Description of problem: rook-ceph requires clean disks for the ceph cluster to come up successfully. The OCS integration into Assisted Installer for bare metal uses LSO to create the PVs for Ceph OSDs. In case those disks are not clean, the cluster is not created. It would be very useful to have LSO provide an option to wipe the disks before creating the PVs. Version-Release number of selected component (if applicable): How reproducible: Steps to Reproduce: 1. 2. 3. Actual results: Expected results: Master Log: Node Log (of failed PODs): PV Dump: PVC Dump: StorageClass Dump (if StorageClass used by PV/PVC): Additional info:
Would it make more sense to make un-installation of the previous cluster clean the volumes better when releasing the PVs? Perhaps with configurable "cleaner", either wipefs or dd. In addition, dd can be very very slow (on big disks) - do you really want to wait for hours / days for it to complete?
Better cleaning during deprovision would help, but it won't reliably resolve this issue. We can't assume that a cluster or a host was healthy enough to voluntarily clean up during deprovision. "dd" is one option with the downsides you've raised, but the primary request is to enable a ceph cluster to come up successfully. If there's a better way to clean the disks such that they can be used in a new ceph cluster, that would be great. Perhaps the ceph community has a way to handle this.
> host was healthy enough to voluntarily clean up during deprovision. If the host has a random filesystem on its volumes, Kubernetes policy is not to overwrite them - they may have some important data. I understand that users need some option use the disks regardless what is on them, still, IMO the default should be safe and especially LocalVolumeSet should not clean the volumes unless some sort of force is applied. This needs a solid design & API.

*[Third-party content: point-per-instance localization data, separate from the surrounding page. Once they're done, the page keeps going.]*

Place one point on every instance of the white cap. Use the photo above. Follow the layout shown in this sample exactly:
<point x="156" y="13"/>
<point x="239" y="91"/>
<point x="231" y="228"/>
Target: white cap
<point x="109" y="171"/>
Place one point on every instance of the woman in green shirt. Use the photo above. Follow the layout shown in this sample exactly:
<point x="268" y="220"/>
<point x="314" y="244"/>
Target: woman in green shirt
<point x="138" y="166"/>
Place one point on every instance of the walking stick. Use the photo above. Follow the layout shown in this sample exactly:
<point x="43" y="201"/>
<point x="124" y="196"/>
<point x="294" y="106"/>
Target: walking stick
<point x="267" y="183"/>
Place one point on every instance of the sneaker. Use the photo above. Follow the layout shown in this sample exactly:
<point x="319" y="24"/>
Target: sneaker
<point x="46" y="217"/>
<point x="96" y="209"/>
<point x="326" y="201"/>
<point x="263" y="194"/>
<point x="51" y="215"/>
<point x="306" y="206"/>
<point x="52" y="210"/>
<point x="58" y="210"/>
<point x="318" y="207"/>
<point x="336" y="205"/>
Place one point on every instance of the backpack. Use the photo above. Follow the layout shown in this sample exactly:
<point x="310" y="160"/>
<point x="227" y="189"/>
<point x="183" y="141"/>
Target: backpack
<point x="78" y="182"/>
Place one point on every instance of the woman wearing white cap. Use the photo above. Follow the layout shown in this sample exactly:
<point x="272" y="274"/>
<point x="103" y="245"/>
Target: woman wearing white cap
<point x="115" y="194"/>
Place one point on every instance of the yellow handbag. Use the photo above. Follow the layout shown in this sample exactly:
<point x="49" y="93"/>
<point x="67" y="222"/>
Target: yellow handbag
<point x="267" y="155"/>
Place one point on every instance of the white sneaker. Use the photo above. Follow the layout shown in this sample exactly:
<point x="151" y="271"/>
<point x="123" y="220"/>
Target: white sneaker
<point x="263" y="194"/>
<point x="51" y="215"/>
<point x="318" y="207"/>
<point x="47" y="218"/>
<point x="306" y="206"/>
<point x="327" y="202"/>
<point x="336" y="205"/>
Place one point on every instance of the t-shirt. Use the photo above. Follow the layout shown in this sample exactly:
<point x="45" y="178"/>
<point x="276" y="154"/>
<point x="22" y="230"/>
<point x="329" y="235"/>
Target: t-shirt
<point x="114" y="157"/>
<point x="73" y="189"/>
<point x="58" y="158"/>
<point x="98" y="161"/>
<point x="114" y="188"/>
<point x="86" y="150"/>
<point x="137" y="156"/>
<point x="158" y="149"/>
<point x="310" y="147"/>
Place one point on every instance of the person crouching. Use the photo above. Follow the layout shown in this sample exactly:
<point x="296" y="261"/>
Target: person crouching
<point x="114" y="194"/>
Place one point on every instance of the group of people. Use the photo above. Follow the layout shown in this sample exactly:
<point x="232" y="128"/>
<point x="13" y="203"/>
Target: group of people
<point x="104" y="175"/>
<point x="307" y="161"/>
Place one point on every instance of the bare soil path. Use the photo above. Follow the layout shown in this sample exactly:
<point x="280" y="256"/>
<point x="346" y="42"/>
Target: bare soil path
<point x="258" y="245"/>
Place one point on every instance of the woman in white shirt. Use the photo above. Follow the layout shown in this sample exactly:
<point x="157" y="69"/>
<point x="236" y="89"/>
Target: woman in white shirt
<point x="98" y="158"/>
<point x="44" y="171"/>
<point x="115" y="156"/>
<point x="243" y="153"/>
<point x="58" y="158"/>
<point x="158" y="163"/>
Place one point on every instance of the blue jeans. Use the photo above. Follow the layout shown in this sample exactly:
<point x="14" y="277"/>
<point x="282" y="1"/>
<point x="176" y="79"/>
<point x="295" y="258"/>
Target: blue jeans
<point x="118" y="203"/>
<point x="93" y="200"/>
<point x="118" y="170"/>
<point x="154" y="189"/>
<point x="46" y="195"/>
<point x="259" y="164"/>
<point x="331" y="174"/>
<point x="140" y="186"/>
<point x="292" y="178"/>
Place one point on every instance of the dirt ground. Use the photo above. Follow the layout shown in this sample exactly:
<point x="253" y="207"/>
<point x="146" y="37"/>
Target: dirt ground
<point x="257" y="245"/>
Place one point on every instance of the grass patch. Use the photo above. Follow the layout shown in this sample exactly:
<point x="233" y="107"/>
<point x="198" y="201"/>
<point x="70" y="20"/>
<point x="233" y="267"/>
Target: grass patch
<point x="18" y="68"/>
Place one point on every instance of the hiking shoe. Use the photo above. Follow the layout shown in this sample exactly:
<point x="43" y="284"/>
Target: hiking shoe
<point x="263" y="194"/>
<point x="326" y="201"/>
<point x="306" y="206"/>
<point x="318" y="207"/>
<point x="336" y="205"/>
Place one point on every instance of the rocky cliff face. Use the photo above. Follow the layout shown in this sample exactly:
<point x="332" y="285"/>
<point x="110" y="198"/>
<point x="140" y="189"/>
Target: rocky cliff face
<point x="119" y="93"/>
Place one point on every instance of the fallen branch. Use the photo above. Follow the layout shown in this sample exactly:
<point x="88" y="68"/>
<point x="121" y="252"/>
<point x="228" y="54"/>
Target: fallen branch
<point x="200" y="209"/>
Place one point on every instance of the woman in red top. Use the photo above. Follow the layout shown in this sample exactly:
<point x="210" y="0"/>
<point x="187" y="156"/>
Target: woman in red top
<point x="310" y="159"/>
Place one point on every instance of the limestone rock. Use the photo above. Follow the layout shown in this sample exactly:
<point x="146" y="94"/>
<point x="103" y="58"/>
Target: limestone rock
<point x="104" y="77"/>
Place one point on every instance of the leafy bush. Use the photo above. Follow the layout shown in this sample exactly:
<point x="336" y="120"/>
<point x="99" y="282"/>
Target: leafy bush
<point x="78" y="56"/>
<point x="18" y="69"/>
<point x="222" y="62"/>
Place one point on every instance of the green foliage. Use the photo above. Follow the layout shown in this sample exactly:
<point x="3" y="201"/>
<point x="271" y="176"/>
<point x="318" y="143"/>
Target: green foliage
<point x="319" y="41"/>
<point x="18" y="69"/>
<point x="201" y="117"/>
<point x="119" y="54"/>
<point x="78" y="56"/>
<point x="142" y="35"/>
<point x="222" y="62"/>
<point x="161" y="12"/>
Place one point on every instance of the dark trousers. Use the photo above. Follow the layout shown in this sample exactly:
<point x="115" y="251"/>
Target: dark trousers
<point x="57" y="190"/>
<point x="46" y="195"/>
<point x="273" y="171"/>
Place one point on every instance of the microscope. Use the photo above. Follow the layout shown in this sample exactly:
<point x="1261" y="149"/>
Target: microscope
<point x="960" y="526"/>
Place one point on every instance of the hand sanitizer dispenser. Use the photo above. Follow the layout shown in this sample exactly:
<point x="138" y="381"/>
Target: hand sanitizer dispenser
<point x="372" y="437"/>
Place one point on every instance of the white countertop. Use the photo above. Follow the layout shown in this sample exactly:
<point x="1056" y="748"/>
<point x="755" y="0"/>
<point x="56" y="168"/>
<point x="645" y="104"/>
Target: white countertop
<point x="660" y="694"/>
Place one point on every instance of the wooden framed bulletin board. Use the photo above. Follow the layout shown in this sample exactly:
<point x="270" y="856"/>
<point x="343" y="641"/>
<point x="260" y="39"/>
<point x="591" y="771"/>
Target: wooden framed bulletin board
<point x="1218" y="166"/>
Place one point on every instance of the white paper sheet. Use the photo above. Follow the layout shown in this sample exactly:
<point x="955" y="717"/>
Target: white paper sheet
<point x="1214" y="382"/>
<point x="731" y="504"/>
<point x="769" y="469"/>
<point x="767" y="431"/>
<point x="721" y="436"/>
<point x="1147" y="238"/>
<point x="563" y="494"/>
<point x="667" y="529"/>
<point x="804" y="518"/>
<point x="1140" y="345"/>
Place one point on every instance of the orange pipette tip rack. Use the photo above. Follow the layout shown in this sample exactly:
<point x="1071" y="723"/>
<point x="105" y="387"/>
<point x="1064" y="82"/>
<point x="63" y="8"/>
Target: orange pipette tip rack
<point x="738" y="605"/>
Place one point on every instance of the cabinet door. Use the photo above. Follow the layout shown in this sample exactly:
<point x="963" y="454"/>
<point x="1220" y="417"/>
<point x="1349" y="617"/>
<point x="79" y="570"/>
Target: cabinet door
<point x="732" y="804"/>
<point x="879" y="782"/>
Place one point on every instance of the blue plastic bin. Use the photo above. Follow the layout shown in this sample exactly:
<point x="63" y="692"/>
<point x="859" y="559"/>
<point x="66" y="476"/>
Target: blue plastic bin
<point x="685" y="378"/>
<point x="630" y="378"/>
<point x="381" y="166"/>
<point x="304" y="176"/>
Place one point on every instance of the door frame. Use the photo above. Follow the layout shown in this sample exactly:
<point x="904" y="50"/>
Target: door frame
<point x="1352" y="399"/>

(In reply to Michael Hrivnak from comment #2) > Better cleaning during deprovision would help, but it won't reliably resolve > this issue. We can't assume that a cluster or a host was healthy enough to > voluntarily clean up during deprovision. Right. This is especially the case in bare metal setups where customers might try to reuse hosts/disks and setup their cluster afresh. > > "dd" is one option with the downsides you've raised, but the primary request > is to enable a ceph cluster to come up successfully. If there's a better way > to clean the disks such that they can be used in a new ceph cluster, that > would be great. Perhaps the ceph community has a way to handle this. I checked with Sebastien and we should be good enough with a "wipefs --all --force". The dd need not be run on the entire disk - just a few MB should do. cc @seb
We were discussing adding some `force: true` option both to LocalVolume & LocalVolumeSet, which will wipefs matching volumes. Would it be enough to satisfy this RFE? And is it future-proof enough? It may be enough for assisted installer MVP / POC, but we don't want to paint ourselves in the corner if you will need something better in the future. The API will need to be supported forever.
Some points that came up while discussing this: 1. The primary use case for this is the Bare Metal Assisted Installer. 2. The default value will the false 3. The value will be set to false for all LocalVolumeSets created with the OCP console UI. Questions: 1. What if the filters defined in multiple LocalVolumeSet definitions match the same disk? Which one will be applied? This will be problematic if one LocalVolumeSet definition wants the disk to be cleaned and the other does not. Rohan and Santosh, I would appreciate your input on this. Jan, please hold off on making any changes for now. I would like to hear from the Rohan and Santosh as well.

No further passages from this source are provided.